Film Review – Swallow
In Carlo Mirabella-Davis’ Swallow (2020), a young housewife and soon to be mother Hunter (Haley Bennett) develops an insatiable urge to consume non-food items. Marbles, batteries, and little pieces of metal all take the journey down her digestive tract. Some of the things Hunter swallows can cause serious internal damage, such as thumb tacks and clothing pins. These sequences, while not overly graphic on a visual level, left me squeamish just imaging what her insides are going through taking in sharp objects. It makes one wonder why Hunter feels compelled to do this, even if it makes her go through serious pain.
To my surprise, this condition is a real-life disorder called Pica. A quick internet search reveals that Pica is a psychological disorder most commonly seen in pregnant women, small children, and persons with developmental disabilities. To add a bit of real-world context: my wife (who is a nurse and was recently pregnant) luckily never had these urges but confirmed that Pica is a real thing. It’s interesting to think that a person – who has a life growing inside of them – would develop an uncontrollable compulsion that could very well risk their wellbeing.
But Mirabella-Davis (who writes and directs) is much smarter than to simply have his main character eat everything in sight. There is an underlying subtext here, one that touches upon Hunter’s life and her desire to break free of the social constraints that dictate how she should look and act. She’s married to Richie (Austin Stowell), and lives in a luxurious home that looks like it came straight out of a magazine. But her life of comfort masks deeper issues. Because she is financially dependent on Richie, she is handcuffed by his (and his family’s) every whim. She wears clothes as though she were a 1950s housewife, takes the brunt of her mother in law’s (Elizabeth Marvel) condescending remarks about the length of her hair and education, and is constantly spoken at instead of spoken with. When she tries to bring up her concerns with Richie, he brushes her off like a nuisance. Even her pregnancy feels more like the result of Richie’s intricately planned self-image than a product of their love.
Hunter’s Pica disorder is seen in a different light when compared to the rest of her life. In a place where she has no control, Hunter starts to eat whatever she can get her hands on as a way to gain power over her own body. It’s a back and forth scenario: we root for Hunter to gain agency for herself but cringe every time she tries to force another item down her throat. The narrative soon becomes a battle of wills, with Richie’s family increasingly trying to exert their influence on Hunter as she begins to find the inner strength to stand up to them. Even when the family hires a live-in nurse (who’s really more of a watchdog) to “take care” of Hunter, she gradually finds more ways to be her own person.
Mirabella-Davis’ direction and Katelin Arizmendi’s cinematography puts us into Hunter’s mindset. While her home is spacious with floor to ceiling windows, along with a wide terrace overlooking trees and a river, the tone is one of mounting claustrophobia. The camera often slowly pulls into closeup of ice cubes, bits of dirt, and clothing pins the same way it does for regular shots of meals, highlighting the idea that Heather’s body reacts to both in the same way. But it’s Haley Bennett’s performance that sells it. With keen understatement, she expresses her condition without ever going to extremes. When her body negatively reacts to what she has eaten, her contortions and yelps of pain is so convincing that we almost feel the anguish she’s going through. It’s an unusual challenge for an actor to endure such physical torment as a means to gain strength, but Bennett pulls it off very well.
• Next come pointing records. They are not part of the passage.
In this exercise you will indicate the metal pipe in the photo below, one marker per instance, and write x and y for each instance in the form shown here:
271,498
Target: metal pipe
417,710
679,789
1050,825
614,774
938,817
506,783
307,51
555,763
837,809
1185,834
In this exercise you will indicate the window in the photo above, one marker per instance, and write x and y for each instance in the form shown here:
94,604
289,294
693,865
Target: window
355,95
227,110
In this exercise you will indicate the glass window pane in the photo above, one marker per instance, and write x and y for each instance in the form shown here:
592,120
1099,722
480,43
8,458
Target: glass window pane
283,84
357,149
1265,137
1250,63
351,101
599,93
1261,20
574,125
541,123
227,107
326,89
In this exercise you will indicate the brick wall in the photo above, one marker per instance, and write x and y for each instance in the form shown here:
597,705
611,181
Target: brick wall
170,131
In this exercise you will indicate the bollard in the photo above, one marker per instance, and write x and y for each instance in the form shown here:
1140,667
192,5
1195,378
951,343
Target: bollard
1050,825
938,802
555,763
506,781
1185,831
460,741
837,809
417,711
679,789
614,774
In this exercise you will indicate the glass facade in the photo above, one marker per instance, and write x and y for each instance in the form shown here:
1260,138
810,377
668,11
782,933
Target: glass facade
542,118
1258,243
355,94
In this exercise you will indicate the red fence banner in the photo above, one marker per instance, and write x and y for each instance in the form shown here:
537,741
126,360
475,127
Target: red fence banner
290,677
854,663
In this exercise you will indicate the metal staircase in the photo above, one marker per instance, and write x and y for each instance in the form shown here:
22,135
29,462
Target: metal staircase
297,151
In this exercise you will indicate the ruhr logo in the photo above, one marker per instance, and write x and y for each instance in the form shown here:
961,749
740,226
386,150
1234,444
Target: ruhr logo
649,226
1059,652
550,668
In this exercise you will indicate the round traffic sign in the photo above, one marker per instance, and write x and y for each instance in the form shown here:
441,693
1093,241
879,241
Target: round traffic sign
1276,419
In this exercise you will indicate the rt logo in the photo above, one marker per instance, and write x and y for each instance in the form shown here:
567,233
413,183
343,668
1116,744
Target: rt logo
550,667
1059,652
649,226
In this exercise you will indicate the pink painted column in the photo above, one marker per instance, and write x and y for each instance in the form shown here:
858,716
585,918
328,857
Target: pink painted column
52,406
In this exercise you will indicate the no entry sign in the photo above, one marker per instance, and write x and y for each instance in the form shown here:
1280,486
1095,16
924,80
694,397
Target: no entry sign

Indications are made that Hunter’s past has much to do with her diagnosis. Specifically, a very dark and troubling event acts as a haunting element to her psychology. This is the one area that doesn’t quite work. Instead of leaving the question of her impulses up in the air for interpretation, the narrative tries to shoehorn in an explanation. An encounter in the second half attempts to round out her personality and give validation for her independence. The problem is that this scene, while acted well, has a muddied effect because of whom the person is and their direct relationship with Hunter. It’s hard to buy that this person has to be the one to give her substantiation. Instead of taking it for herself without anyone’s help, she seeks this person out and “forces” it out of them. I understand what its purpose was, I just don’t think the scene played out as effectively as it was meant to.
Swallow is listed as a horror film, but it isn’t frightening in terms of jump scares. The terror lies within a character who has been mentally subjugated by those closest to her, so much so that she has to rely on eating inedible objects to feel free. It’s a sad and terrible position to be in, but Mirabella-Davis, Bennett, and the rest of the production did such a good job putting the story on screen that we can’t help but admire the artistry on display.